И пустился в описание той ночи. Постепенно я оттачивал мастерство, выделяя все перипетии, подчеркивая комические эффекты. Странно: чем дальше, тем меньше я настаивал на кратковременности случившегося. Объясняю, что если это и было искажением истины, то ненамеренным. И желание хотя бы немного обелить Перлу здесь было совершенно ни при чем. Просто после нескольких часов удовольствия мне уже казалось, что все продолжалось больше одной ночи. Кто-то возразит, что мои воспоминания касались только двух мест – театра «Солис» и отеля затем – и для игры воображения оставалось не так много места. Должно быть, подсознательно, или во сне, я начал как бы раздвигать случившееся, делая тем самым нашу идиллию – по крайней мере, в глазах слушателей – более совершенной. В сущности, это обычное дело. Один вечер в отеле «Хардин» в Лобосе, превращается в три-четыре дня; тенор поет «когда я жил в Асуле», и мы вспоминаем неделю, проведенную там. Но по-настоящему любопытно вот что. Одобрение собеседников окружило меня чем-то вроде ореола, однако счастливым я себя не чувствовал. Глубоко засевшее беспокойство не покидало меня. Достойный зависти смельчак, то есть я, не превратится ли он в самого несчастного из смертных? Делая из образа Перлы карикатуру, не вредил ли я себе самому? Если бы тогда мне задали прямой вопрос, я бы ответил коротким «нет». Позднее я утратил былую самоуверенность и рассказывал историю уже через силу, как бы под влиянием постыдной привычки. Каждый смешок моих слушателей – бесценная награда для любого на моем месте – отдавался болью в сердце и еще долго звенел во мне язвительным эхом. Но никто не способен долго отдаваться нелюбимому делу, и после полудюжины экспериментов я перестал выносить на суд других мою связь с Перлой. Сейчас одна мысль об этом заставляет меня вздрагивать; кажется, прошла вечность с тех пор, как ее имя не слетало с моих губ. Такое каменное молчание никак не связано с забвением. Перла осталась в моей памяти как святыня, и я – раскаявшийся, стенающий, влюбленный грешник – каждый день отправлялся на поклонение ей. О том, чтобы отправиться на Восточный Берег найти ее там, я и не помышлял: правительство запретило поездки. При диктатуре весь народ выглядит немного глупо – послушные школьники в страхе перед указкой учителя…

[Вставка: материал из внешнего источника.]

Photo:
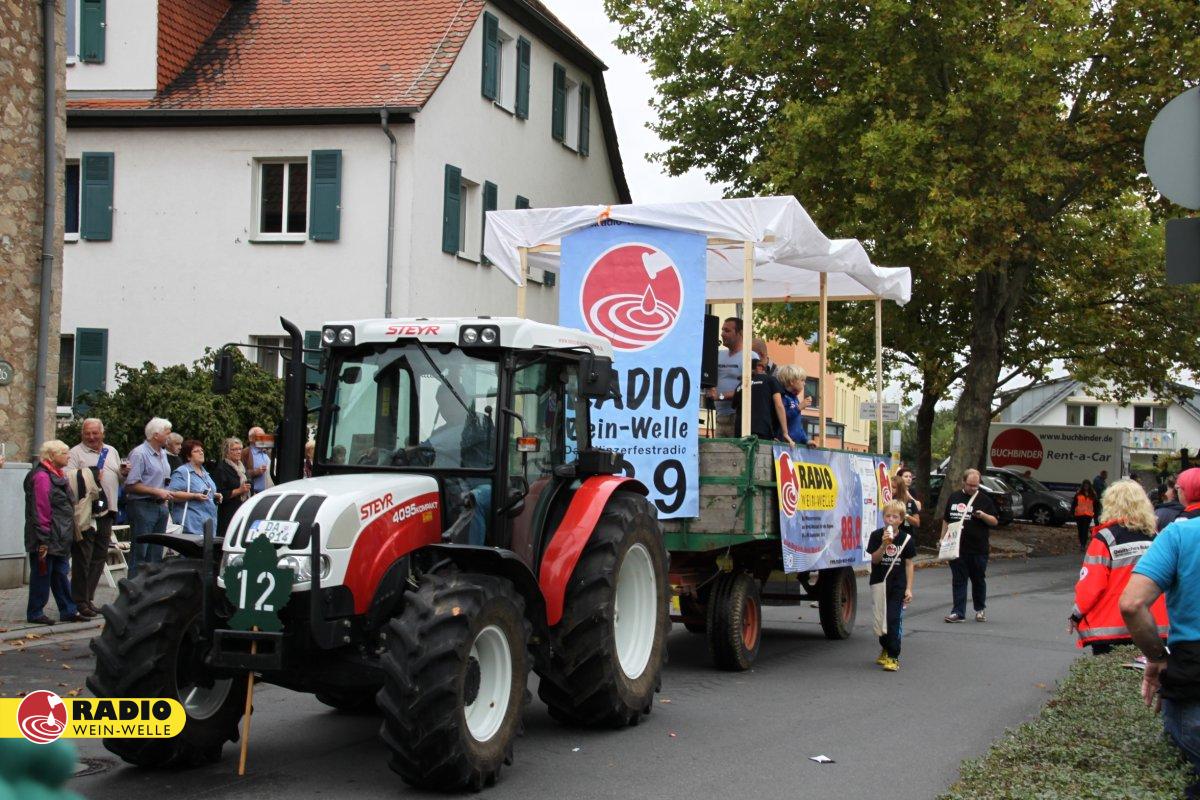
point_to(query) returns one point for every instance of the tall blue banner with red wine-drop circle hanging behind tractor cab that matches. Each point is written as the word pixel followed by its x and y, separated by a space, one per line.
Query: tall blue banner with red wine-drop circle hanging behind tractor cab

Однажды ночью, пять лет спустя, я был с друзьями в «Охотничьем рожке». Кажется, мы сравнивали Буэнос-Айрес в прошлом и в настоящем, когда чьи-то прохладные пальцы закрыли мне глаза. Я обернулся и увидел Сесилию. Мы поцеловались почти машинально, и слова женщины – прозвучавшие совсем некстати – отдавали неизбежностью:
– Куда пойдем?
Для женщины не существует никаких отговорок и никаких препятствий. Все, что есть в мире, – это пара, половину которой составляет она сама. Вопрос Сесилии, хотя и неизбежный, застал меня врасплох. В таком состоянии у людей моментально портится настроение, и я готов был сопротивляться. Что скажет метрдотель? Что станет с моим жарким? Кто его съест? Кто заплатит? Что я скажу своим товарищам? Однако за соседним столиком я обнаружил мужа Сесилии, чья идиотская улыбка была адресована мне, и заменил всю заготовленную обойму слов на один уважительный вопрос:
– А как же он?
– Мой муж понимает все, – гордо ответила Сесилия.

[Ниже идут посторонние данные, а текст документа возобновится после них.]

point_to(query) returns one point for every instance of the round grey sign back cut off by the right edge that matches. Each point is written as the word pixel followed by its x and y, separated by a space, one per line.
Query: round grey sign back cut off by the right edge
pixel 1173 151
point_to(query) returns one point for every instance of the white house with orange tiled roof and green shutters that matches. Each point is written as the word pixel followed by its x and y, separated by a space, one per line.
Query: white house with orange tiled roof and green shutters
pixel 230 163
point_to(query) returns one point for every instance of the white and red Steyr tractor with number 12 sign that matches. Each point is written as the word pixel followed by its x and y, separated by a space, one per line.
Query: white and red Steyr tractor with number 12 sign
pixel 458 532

Все пропало, осталось вести себя как подобает джентльмену. С элегантной прямотой я объявил приятелям, пребывавшим в полном недоумении:
– Сеньоры, завтра разберемся с деньгами.
Проходя мимо мужа, я отвесил ему вежливый – слишком вежливый – поклон. «Бедняга не сознает, – подумал я, – что, желая его высмеять, я изображаю сочувствие?